Can’t We All Get Along?
My friend’s views are certainly provocative, and in the end they were pretty far removed from his original beef about the IIA statistic on auditors feeling pressure — but they weren’t wrong, either. On the contrary, they raise interesting questions about how internal audit can work well with other business units, especially other risk management functions like compliance.
I suspect that my internal audit friends would say my CCO friend had a bad experience with one auditor, who isn’t representative of good internal audit practice. For example, I know plenty of chief audit executives who recruit audit staff from within business operating units, so those people can help career auditors understand the business processes they’re auditing. That doesn’t seem to be what happened with my CCO friend.
It’s also worth remembering that most career auditors start by auditing financial controls. Once you start wandering into other fields such as a compliance program, you’re auditing policies and practices to guide human judgment. That’s not the same as auditing numbers and financial transactions; it’s a substantial change in lanes. Plenty of auditors can navigate that difference, but others can’t.

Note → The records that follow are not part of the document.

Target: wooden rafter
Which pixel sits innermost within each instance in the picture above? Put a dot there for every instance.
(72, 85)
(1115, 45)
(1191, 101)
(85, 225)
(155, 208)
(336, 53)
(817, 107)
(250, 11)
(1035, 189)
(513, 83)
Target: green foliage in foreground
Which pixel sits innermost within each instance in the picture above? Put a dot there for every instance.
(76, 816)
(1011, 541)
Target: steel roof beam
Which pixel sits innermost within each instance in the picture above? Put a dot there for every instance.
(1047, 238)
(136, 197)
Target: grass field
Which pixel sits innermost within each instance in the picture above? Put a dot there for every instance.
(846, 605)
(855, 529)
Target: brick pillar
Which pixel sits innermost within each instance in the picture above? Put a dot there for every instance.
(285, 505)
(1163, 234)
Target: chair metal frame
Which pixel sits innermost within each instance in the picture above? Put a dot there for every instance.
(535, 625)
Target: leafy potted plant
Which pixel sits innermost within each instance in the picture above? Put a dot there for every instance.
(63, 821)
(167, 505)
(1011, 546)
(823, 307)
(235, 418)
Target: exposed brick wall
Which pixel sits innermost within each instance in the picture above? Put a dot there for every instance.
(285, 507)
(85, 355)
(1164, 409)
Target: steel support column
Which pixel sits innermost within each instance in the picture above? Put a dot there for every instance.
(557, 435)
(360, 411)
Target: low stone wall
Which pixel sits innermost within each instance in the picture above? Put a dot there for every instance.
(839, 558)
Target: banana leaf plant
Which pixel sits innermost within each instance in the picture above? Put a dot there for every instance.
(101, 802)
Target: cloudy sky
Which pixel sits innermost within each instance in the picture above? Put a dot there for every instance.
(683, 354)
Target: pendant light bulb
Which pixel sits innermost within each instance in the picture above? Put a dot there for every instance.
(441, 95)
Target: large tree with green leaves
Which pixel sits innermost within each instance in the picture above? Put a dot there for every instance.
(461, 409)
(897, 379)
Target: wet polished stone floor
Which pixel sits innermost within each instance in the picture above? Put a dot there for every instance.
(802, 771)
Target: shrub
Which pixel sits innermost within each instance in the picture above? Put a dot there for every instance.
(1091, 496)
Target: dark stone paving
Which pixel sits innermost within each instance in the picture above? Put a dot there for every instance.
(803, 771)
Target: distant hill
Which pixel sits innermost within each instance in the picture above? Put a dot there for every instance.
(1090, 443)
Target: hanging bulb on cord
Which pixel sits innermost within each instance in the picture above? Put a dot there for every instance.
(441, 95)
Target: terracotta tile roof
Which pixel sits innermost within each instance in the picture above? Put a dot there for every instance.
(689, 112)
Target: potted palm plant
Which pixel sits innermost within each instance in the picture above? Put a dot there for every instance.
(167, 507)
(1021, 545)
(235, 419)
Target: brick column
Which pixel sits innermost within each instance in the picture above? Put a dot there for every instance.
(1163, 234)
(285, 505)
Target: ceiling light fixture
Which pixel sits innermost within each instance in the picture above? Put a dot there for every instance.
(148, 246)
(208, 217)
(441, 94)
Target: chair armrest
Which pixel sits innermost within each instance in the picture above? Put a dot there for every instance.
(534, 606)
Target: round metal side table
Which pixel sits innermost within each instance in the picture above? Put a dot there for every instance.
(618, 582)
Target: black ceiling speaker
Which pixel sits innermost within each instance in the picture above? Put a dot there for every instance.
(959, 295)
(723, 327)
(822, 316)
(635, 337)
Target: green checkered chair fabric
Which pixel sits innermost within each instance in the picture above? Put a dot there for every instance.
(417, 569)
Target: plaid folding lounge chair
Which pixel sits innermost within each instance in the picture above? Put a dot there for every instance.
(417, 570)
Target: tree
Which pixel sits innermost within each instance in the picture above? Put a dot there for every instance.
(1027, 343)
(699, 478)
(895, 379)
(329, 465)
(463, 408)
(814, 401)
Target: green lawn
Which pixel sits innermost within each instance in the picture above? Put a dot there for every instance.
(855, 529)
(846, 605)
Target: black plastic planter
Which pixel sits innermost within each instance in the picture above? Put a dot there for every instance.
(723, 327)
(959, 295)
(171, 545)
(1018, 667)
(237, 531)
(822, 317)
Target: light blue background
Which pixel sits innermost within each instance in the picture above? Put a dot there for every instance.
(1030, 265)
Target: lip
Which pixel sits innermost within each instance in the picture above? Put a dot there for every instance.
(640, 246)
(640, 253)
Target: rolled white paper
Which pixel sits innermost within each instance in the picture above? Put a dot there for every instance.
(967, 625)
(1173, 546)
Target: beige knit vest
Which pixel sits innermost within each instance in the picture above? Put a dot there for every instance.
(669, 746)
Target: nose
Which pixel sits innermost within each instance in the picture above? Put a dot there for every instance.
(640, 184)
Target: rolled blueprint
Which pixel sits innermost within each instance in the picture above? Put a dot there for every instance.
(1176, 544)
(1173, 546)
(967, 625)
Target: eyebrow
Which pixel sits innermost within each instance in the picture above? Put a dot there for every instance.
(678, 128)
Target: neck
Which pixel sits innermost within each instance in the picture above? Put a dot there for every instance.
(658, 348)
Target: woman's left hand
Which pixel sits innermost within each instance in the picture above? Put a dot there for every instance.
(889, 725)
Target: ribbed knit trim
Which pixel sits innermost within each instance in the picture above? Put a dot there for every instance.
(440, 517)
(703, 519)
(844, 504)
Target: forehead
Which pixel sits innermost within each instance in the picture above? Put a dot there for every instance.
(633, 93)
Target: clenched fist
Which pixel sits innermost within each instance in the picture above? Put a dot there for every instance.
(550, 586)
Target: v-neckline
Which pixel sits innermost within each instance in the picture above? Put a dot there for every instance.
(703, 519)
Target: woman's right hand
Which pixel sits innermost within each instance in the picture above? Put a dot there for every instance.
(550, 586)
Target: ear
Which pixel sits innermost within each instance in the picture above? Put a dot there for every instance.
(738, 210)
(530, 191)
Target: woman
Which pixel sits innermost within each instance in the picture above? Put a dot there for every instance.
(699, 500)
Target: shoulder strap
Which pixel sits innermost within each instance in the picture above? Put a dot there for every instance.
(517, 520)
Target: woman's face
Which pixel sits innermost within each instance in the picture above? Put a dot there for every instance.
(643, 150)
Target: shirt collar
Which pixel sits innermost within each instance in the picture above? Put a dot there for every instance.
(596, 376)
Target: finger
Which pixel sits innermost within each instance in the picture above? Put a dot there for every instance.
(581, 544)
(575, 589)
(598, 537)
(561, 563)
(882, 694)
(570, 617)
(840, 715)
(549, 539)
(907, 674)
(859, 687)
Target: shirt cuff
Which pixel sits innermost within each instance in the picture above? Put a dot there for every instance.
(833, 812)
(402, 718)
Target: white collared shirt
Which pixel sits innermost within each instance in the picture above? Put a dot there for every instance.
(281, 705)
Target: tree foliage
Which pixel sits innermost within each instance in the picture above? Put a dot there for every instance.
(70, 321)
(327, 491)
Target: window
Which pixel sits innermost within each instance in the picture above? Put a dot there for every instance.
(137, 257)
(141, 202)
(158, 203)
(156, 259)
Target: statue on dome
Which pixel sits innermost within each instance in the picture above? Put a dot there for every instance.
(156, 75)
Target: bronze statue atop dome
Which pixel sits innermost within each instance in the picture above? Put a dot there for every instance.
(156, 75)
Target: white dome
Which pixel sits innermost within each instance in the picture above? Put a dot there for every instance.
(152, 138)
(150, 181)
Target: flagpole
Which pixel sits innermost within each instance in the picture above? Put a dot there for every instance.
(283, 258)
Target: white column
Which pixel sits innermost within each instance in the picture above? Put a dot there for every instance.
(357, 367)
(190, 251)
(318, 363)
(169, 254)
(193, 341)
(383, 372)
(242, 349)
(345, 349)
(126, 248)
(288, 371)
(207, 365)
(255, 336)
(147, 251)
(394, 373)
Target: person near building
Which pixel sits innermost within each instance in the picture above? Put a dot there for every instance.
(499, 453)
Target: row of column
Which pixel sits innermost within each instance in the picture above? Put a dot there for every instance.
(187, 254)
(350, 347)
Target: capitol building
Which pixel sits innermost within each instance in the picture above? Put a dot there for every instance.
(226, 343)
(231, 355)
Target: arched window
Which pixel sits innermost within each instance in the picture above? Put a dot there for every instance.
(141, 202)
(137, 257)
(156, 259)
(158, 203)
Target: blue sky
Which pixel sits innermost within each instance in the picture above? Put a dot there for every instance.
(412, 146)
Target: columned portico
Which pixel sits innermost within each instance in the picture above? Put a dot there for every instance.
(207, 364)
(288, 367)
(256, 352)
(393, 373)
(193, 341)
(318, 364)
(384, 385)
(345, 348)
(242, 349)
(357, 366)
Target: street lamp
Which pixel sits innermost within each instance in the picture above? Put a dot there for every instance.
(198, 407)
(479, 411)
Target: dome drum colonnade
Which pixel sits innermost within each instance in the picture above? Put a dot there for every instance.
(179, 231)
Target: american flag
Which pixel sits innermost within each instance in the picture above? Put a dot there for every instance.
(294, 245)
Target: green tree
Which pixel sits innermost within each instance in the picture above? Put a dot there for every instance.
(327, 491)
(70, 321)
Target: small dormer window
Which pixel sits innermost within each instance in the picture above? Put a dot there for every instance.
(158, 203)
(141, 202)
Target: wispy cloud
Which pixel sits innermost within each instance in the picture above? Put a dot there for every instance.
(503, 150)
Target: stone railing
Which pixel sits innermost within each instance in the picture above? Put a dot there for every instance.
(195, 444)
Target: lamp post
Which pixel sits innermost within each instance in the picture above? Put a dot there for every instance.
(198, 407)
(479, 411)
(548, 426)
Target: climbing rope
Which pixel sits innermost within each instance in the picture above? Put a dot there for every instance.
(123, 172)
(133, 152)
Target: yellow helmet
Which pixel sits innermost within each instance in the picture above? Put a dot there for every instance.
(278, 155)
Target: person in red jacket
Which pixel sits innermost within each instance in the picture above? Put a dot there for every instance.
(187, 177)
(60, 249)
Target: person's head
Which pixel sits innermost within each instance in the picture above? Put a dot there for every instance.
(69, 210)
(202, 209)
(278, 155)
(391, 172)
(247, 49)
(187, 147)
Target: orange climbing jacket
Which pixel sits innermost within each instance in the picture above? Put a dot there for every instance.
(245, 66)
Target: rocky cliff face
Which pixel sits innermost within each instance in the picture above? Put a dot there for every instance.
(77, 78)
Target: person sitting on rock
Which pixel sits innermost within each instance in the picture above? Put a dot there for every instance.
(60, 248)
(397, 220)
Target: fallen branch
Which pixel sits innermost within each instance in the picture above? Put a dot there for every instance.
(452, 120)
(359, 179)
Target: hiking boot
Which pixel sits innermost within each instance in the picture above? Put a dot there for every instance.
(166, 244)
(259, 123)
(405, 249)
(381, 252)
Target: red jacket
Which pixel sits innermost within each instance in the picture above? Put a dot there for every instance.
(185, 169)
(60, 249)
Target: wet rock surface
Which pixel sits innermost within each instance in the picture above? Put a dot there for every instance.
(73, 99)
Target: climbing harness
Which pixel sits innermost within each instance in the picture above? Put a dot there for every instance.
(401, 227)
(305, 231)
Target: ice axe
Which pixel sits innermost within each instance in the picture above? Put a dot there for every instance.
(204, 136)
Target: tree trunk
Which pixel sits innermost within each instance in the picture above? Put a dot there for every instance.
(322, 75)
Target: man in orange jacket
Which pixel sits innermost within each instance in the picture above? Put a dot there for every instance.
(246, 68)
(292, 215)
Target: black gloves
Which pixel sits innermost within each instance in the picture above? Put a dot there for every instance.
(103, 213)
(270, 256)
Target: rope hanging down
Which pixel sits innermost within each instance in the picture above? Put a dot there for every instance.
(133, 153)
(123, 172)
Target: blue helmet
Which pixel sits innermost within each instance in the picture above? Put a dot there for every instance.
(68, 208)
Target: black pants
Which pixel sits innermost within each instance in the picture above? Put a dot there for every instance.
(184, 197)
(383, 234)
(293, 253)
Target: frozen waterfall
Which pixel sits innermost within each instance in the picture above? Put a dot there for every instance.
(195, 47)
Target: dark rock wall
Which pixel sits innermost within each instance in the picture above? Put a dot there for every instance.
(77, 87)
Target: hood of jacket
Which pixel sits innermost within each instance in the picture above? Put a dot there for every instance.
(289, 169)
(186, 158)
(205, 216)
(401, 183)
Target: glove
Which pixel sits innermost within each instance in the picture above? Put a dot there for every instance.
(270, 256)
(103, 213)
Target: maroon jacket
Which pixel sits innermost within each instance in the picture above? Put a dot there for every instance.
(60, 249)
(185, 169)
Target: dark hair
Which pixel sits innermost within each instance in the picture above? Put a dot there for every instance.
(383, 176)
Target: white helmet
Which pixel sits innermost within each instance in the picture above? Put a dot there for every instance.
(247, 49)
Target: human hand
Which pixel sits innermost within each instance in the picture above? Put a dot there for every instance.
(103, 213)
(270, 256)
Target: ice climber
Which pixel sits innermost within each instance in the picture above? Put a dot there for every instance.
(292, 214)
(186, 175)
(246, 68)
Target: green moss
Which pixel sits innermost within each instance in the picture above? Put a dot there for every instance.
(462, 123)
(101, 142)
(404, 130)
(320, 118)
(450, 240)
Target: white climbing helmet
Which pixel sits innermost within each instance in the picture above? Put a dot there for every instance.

Perhaps the most fundamental issue, however, is person-to-person trust. Especially for global organizations where departments and staffs might be quite independent from each other, CCOs and CAEs need to foster a sense of mutual respect between each other and between their respective teams. My CCO friend, for example, likes the internal audit lead in the United States (“a great guy”). The auditor who gave him grief worked in an overseas unit, much closer to FCPA risk.
It’s not [expletive], people: personal relationships matter.